Monday, November 7, 2011

By George I Think He's Got It!

It's time to celebrate around these parts.  Two major accomplishments and both deserve some recognition - hence a blog post to mark the moments!  First, my kiddo has officially memorized the multiplication tables!  Second, he completed reading The Hobbit on his own, all 504 pages of that puppy.  AND HE LIKED IT.  Time to pop the cork and have some root beer.

Teaching multiplication has been an arduous undertaking which, believe it or not, we started in fourth grade - two whole years ago.  Repetition, games, practical application, flashcards, worksheets, stories about people who actually use multiplication..........I sure have those facts down for the rest of my life, too!  Quick - ask me what 12 x 9 is.

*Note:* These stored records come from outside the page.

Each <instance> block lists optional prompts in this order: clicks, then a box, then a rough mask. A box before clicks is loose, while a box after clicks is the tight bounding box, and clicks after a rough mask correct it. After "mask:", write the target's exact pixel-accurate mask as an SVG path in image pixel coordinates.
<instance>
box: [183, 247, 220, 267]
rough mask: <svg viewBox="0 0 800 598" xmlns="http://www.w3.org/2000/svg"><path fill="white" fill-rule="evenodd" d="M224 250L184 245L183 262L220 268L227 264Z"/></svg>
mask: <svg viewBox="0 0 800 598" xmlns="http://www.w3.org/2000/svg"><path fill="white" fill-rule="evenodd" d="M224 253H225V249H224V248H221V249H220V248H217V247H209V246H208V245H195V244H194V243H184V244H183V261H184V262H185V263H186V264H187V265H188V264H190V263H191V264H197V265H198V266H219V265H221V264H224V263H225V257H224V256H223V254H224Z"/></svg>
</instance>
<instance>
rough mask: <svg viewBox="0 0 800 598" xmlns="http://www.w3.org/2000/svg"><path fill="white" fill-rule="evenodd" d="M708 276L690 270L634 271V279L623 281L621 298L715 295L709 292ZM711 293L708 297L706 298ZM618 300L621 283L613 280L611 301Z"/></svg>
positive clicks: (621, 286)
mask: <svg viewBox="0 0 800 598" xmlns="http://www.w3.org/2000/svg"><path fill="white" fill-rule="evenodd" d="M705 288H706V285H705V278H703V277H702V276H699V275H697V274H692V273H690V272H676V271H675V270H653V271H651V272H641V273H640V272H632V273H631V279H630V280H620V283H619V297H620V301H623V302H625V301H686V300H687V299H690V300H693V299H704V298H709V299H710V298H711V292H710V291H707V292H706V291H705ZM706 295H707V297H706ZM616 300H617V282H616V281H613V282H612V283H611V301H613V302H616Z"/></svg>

Much more than the details of basic multiplication was learned and honored in this grand process - stuff that is worth passing along.  I have learned, and from now on will remember, that sometimes he is primed and ready to receive information, other times he is not.  I'm betting that all children are just the same to some degree.  When their brain synapses are aligned correctly and when Saturn's third moon is hurtling toward Vega and pink pigs with wings are flittering around your hummingbird feeders, only then will kids open doors to genuine learning - when they are darn good and ready!  Not a moment before, either.

What I really want to know at this juncture is had I not put an emphasis on learning his facts, would he have eventually grabbed them when he was darn good and ready?  Unschoolers offer a hearty 'yes' to this puzzler.  I can't rewind the tape or Photoshop in a mom with a different anxiety meter, so I'll never know for sure, but I do have a hankering that he would have been much better off without large doses of my worrying mixed in.  This has been a valuable lesson for me as a homeschooling parent.  I need to back off and wait patiently for my charge to take flight.  I didn't exhibit any of these worries when it came to reading and reading is something he has taken a genuine liking to without prodding.

Yesterday Max and I stood in front of the bookshelf that holds our homeschooling materials and he picked out what he wants to learn about this week.  Everything from how muscles work, Grossology, Picasso, more on Leonardo, Ancient warfare and finishing our current literature pick, to how the HSUS moves large prairie dog colonies successfully.  I noticed that he didn't pick any math worksheets, clever boy.  He did a few practice problems on double-digit multiplication today to increase his speed, but then we were on to something he wanted to learn about.

Grandma and Grandpa visited last week and brought him an old Casio calculator - the kind that has the paper roll attached so that you can print out your totals.  Max checked his work using this calculator and was immediately enamored with it.  I remember my mom's fingers flying over that number pad whenever she brought work home.  The hum of the paper feeding through the mechanism brought me right back to childhood, too.  He quickly figured out how to get more bang for his buck with the paper and fed it through differently so the paper could be used four times  - on both the right and left sides, front and back.  It might be fun to take that calculator apart someday - to figure out how that printing and feeding mechanism works.

If you are a new homeschooling parent, learn from the mistakes of those who have gone before you (like, um.....me!)  I'm here to tell you that worrying is wasted energy, that you have plenty of time to prepare your child for adulthood, that you can take time to have fun together and still learn a bunch.  This is the most relaxed I have been as a homeschool mom since I started three years ago.  And bonus, as of today, we know how prairie dog colonies get moved in humane fashion!   Here's the link so you can go see for yourself!:  Prairie Pups.  The Humane Society of the United States also publishes a worthwhile magazine called All Animals and their magazine written specifically for kids is called Kind News.